The rush to the middle is killing the historical political construct – Thomas Mulcair’s victory as the new leader of the NDP assures it. The lack of political identity, I have come to believe, is part of what is turning Canadians off from politics. I know about the partisan bickering, the occasional scandal, voter suppression, and the permanent campaign, but these alone wouldn’t be enough to turn almost half of this country off from voting. A further contributing factor is that Canadians have reached a conclusion they hadn’t in times previous – politics is all about … politics.
Real political debate has been missing for years, having lost much of its meaning for the left, the centre, and the right. Some viewed such ideological divides as meaningless, but in their own way they served a purpose. It gave us the ability to debate issues in more than one-dimension. People claim that ideology is alive and well today in the Canadian context, but in reality it has transformed in ways that are entirely perplexing to the average voter. Andrew Coyne performed a heroic task by reminding the Conservatives at their recent convention that he didn’t recognize them anymore. As Liberals undergo a rebuilding mode, it remains difficult for them to come to agreement whether they are left-of-centre, right-of-centre, or smack dab in the middle.
The NDP have enjoyed a terrific year, though tinged by the loss of Jack Layton. But the temptation to move to the centre to gain power is having a perplexing effect. While Liberals and Conservatives duked it out over the last two decades, the country could always count on the NDP to fight for those people and issues that were more peripheral to the two ruling parties – the environment, the poor, aboriginal justice, women’s rights, to name a few. It was one of the realities that I came to appreciate about that party: they were champions for the marginalized in a way that seemed to guarantee they would never grasp the brass ring.

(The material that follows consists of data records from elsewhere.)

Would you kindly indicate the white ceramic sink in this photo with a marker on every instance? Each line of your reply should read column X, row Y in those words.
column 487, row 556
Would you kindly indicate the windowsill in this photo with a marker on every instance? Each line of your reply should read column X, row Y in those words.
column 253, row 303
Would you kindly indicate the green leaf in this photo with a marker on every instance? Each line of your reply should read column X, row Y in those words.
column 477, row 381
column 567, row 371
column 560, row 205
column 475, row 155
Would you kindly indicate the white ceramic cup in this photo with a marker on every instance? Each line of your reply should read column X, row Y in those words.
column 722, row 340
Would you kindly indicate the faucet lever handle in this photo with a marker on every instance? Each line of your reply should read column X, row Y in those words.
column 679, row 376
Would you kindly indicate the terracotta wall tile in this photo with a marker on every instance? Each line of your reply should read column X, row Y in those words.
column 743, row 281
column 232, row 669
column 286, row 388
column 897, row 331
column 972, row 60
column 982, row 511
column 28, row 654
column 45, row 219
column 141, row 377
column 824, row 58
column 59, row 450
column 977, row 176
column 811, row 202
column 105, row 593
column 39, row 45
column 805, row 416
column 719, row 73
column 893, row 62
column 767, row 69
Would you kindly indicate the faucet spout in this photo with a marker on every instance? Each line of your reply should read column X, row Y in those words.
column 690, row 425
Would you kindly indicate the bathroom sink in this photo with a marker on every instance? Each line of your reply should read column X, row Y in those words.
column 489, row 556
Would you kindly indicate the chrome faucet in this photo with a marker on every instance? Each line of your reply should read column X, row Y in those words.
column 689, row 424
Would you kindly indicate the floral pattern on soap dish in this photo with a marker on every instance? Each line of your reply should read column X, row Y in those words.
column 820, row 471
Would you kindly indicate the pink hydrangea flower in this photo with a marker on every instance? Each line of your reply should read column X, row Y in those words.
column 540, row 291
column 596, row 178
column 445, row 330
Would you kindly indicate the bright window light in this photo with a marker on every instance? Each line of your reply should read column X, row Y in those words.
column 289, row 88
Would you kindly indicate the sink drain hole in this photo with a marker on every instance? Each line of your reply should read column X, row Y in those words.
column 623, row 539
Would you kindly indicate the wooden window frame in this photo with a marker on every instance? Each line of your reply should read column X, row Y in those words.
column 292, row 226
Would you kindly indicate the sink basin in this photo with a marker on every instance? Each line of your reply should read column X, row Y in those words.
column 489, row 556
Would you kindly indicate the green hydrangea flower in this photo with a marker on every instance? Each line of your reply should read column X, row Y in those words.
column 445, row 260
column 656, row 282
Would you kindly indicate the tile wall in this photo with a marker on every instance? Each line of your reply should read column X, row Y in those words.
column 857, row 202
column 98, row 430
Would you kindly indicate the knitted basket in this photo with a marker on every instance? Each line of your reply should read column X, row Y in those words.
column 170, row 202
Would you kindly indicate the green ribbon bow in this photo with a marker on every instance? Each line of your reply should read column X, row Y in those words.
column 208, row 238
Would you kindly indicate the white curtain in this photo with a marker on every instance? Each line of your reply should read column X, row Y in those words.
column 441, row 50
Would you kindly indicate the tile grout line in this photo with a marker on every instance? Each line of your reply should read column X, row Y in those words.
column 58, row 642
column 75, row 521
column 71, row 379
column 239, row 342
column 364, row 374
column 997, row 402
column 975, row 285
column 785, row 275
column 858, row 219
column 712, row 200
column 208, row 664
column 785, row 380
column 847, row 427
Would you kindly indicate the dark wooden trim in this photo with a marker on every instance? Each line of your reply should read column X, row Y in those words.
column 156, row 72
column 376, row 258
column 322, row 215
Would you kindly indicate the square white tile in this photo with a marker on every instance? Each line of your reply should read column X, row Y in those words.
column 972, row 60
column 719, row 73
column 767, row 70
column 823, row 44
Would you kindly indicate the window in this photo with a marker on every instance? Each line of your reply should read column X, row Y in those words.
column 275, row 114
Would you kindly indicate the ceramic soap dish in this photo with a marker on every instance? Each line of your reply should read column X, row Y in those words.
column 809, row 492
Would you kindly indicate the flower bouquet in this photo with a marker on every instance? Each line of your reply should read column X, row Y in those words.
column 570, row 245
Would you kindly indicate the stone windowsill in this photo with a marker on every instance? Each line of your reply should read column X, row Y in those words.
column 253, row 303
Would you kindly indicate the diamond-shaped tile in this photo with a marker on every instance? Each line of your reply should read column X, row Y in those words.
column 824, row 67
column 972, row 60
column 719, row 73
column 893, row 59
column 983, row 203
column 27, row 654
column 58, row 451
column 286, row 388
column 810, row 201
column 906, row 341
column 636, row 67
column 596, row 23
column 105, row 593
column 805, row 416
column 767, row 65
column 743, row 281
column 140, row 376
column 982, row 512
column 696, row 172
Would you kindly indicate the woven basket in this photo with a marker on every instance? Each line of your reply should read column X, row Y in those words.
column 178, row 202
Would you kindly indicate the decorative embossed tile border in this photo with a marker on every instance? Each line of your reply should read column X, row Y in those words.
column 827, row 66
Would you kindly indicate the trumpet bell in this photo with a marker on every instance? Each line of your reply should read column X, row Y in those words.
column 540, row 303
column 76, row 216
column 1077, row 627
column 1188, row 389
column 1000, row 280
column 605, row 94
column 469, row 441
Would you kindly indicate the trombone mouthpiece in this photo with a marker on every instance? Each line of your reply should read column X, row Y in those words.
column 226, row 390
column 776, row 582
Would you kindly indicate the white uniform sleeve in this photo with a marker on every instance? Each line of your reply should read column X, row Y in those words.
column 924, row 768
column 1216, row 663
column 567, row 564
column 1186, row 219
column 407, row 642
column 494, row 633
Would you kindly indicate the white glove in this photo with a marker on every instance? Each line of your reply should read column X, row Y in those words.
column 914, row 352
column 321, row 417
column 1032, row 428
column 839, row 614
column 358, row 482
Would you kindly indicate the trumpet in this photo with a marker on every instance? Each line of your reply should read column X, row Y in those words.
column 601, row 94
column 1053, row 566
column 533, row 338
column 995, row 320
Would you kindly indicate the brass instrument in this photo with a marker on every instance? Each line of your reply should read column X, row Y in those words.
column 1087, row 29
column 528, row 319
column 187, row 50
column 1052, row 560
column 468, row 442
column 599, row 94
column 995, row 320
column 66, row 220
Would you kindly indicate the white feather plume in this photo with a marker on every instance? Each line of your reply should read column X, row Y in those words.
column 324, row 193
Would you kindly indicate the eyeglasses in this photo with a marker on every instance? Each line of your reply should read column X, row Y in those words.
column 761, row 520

Which brings us to Thomas Mulcair. I never talked to the man – by his own choice. We sat in the same lobby together for a number of years and not once did he acknowledge me when I said hello – likely because I wasn’t a significant player. He would journey down to our end of the lobby to grab a coffee or a tea, always with blinders on, and always with no intention of talking to any of us. If there were ever to be an initiative to work in compromise with other parties, this might prove difficult now.
Let me state here that I have always had an appreciation for the NDP, despite some difficult moments early in my political tenure. People like Paul Dewar, Chris Charlton, Nathan Cullen, Joe Comartin, Irene Matthyssen, and, yes, Jack Layton, came to be my friends. There were champions for the underdog in Canadian life and earned my respect the honest way, by being true to these marginalized groups.
So many in the NDP caucus didn’t know what to make of Thomas Mulcair. His temper and ability to display it could occur at the drop of a hat. He was on the arc of his own career; it was as obvious then as it was at the convention this week. Many of my NDP friends worry that his ambition and supposed desire to move to the centre to gain power will leave the party championing the oppressed in rhetoric only – a prescient possibility. If what they say comes to pass it will be a sad trajectory of modern Canadian political life. I’ll miss the sense of reform and protest the NDP always brought to the table should that happen. They were sometimes insufferable in their piety, like some others, but their issues were genuine. Should they grasp for power in Mulcair’s fashion they will inevitably have to move to the centre – a place already overcrowded by Conservatives, Liberals, the Bloc and the Greens. That will be nothing but bad news for aboriginal women, action on climate change, women’s equality, electoral reform, and the poor. I’m not confident that even with Mulcair’s clear talent that he can hold together a caucus who are being asked to forego principle for power.
It is a sign of political sterility and citizen disengagement that everyone is in a rush to the centre. As this happens, voters are growing increasingly detached because so much of political movement these days is characterized by artifice as opposed to accountability, of party preference over transparency, and crippling political acting over authenticity.
Acquiring the world isn’t much worth it if you lose your own soul. As principle becomes slowly eclipsed by the lust for power, even the genuine MPs in all parties – and there are many – will be pushed to the periphery. Worse still, the Canadian voter will despise the whole ambition of it. Sadly, that day now seems to have arrived. I sincerely hope I’ve got this wrong.